Sementara itu, Raden Fatah atau Tan Jim Bun setelah diberi petunjuk oleh Sunan Ampel yang kemudian juga menjadi mertuanya, berdakwah dan membuka lahan di wilayah Glagahwangi (Demak). Seiring berjalannya waktu, wilayah ini menjadi cikal bakal kerajaan Islam pertama. Dan ironisnya, juga menjadi tempat pelarian Raja Brawijaya V saat kerajaannya, Majapahit, di serang oleh pemberontak dari Daha.
Fakta sejarah yang dikisahkan dalam novel ini cukup banyak, jadi akan memperkaya pengetahuan kita. Penulis, Hilmi As'ad, yang jebolan pesantren, sangat baik dalam menggambarkan Islam dan pemeluknya yang sangat toleran terhadap pemeluk kepercayaan yang lain. Islam yang tidak memaksa semua orang untuk pindah agama menjadi Muslim. Hal ini digambarkan dalam hubungan yang harmonis antara Putri Sio yang Muslim dengan Galutri, emban setianya, yang beragama Hindu.
Begitupun kesetiaan Husein, yang diangkat Adipati, kepada Raja Brawijaya yang beragama Hindu, menggambarkan kesetiaan kepada pimpinan tidak mesti harus melihat agamanya.
Walaupun diterbitkan tahun 2009, novel ini sangat relevan dengan kondisi sekarang, saat Islam seolah dibenturkan dengan nasionalisme. Islam yang dicitrakan intoleran dan radikal. Sudah selayaknya novel ini dibaca oleh kaum Muslimin dan juga non-Muslim. Supaya masing-masing mengetahui bagaimana dulu Islam dan agama yang lain pernah hidup berdampingan dengan damai.

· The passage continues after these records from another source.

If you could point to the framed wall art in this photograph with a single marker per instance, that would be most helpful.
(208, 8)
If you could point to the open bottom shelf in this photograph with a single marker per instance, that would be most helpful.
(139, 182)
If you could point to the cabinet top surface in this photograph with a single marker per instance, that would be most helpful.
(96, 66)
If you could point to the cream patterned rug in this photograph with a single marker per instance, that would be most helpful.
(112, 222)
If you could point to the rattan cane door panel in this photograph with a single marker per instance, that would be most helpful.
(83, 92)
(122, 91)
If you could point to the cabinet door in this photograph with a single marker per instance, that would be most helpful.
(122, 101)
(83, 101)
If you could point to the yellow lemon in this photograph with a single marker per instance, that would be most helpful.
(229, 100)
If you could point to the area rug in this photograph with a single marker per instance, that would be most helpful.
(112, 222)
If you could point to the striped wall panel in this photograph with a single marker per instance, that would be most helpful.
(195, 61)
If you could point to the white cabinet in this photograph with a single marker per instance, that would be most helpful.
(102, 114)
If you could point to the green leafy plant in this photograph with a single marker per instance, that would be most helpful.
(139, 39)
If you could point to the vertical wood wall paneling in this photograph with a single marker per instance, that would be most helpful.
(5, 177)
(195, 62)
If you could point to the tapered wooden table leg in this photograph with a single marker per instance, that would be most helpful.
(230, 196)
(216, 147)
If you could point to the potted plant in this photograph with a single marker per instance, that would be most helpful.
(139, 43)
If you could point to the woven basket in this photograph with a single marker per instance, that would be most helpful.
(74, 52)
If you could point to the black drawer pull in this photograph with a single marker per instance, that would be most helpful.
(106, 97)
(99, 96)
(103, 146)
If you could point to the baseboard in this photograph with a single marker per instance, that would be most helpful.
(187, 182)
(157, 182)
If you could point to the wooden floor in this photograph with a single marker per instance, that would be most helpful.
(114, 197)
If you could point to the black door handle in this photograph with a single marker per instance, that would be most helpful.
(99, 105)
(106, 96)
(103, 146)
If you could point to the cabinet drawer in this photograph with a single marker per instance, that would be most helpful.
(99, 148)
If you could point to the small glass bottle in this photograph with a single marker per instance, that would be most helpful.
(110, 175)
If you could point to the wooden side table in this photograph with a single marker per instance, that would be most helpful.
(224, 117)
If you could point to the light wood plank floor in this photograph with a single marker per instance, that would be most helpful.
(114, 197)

Sebagaimana saya tuliskan di paragraf awal, setiap membaca novel sejarah saya selalu mendapatkan dua kepuasan, karena juga akan selalu dipenuhi adegan perkelahian atau peperangan yang menegangkan. Dan, di novel ini saya tidak mendapatkannya. Itulah kekurangan novel ini.

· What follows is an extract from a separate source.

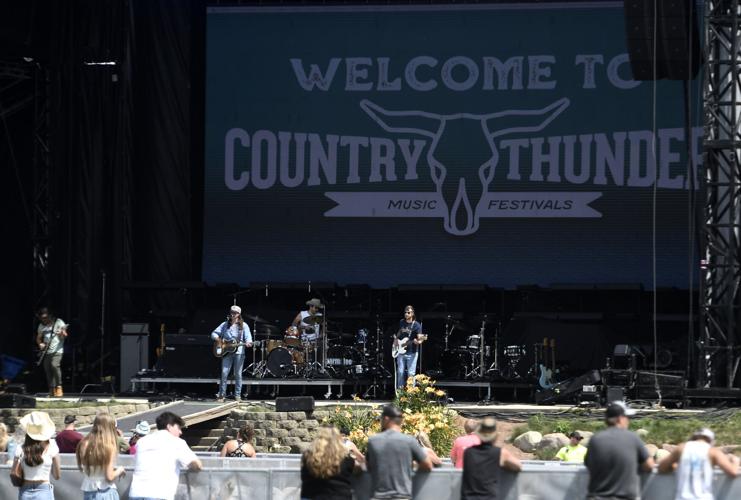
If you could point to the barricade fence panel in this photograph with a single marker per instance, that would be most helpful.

Penulis kurang berani memanfaatkan konflik-konflik yang ada di kisah ini menjadi jalinan cerita yang akan menegangkan. Adegan perkelahian yang ada hanya saat Tan Jim Bun dan Kin San dicegat dua begal bersaudara saat melakukan perjalanan ke tanah Jawa.
Begitupun adegan perang yang terjadi antara pasukan pemberontak dari Daha dengan prajurit Majapahit tidak digambarkan sebagai sebuah peperangan yang dahsyat dan menegangkan. Bagi pecinta novel sejarah, khususnya karya-karya Langit Kresna Hariadi, atau Kho Ping Ho, atau SH. Mintarja, novel ini sangat ringan, bahkan mungkin bisa disebut kering.